Amniotic membrane is the innermost layer of fetal placenta. ECM scaffolds derived from human amniotic membranes, termed AMM, have been commercialized for skin wound healing, such as the SURFFIXX®, AmnioBand®, Biovance®, and EpiFix® [18][51][21,54]. Featuring anti-bacterial, immunomodulatory, and pain-reducing properties, AAM can significantly promote the healing of various kinds of cutaneous wounds, such as superficial or partial thickness burns, pressure sores, and chronic leg ulcers [52][53][55,56]. According to a systematic review and meta-analysis study, the safety and efficiency of AAM have been confirmed in the treatment of split-thickness skin graft donor sites [54][57]. For chronic diabetic foot ulcers, a shorter time to complete healing and a higher proportion of complete healing were observed in the AAM group when compared with the standard wound care group [55][58].

2.4. Other ECM Membranes

Beyond ADM, SIS and AAM, other ECM membranes have been investigated for skin wound healing, such as decellularized membranes derived from mesothelium and forestomach.
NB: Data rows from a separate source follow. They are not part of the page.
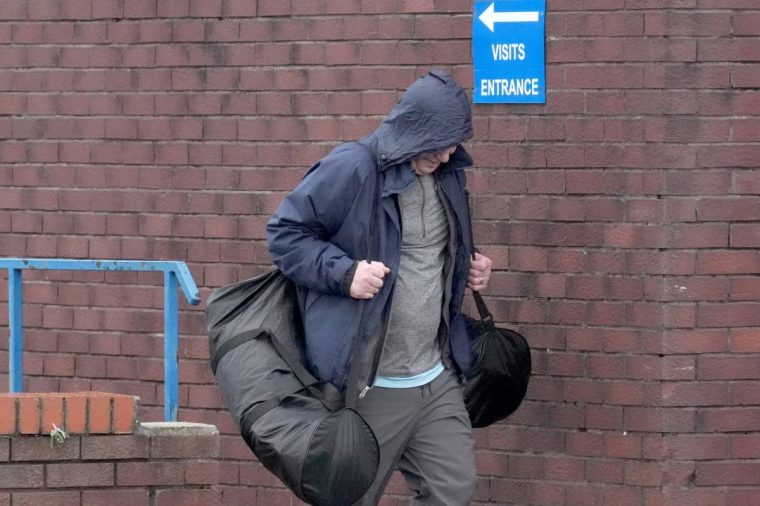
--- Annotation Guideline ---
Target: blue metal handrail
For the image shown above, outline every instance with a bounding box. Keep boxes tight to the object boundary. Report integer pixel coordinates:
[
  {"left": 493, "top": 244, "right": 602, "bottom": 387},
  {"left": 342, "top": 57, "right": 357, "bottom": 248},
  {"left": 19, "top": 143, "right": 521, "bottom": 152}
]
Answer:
[{"left": 0, "top": 258, "right": 201, "bottom": 422}]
Decellularized mesothelium membranes are scaffolds obtained from a simple squamous epithelium, which lines the walls of body cavities, such as the pleura, peritoneum, and pericardium [14][27][17,30]. In 2020, Alizadeh et al. have developed an ovine decellularized pericardium, which seems appealing for skin regeneration [14][17]. In another example, Endoform®, a forestomach-derived ECM membrane, was efficient in inhibiting a broad spectrum of matrix metalloproteinases and has been used for the healing of acute and chronic wounds [43][56][46,59].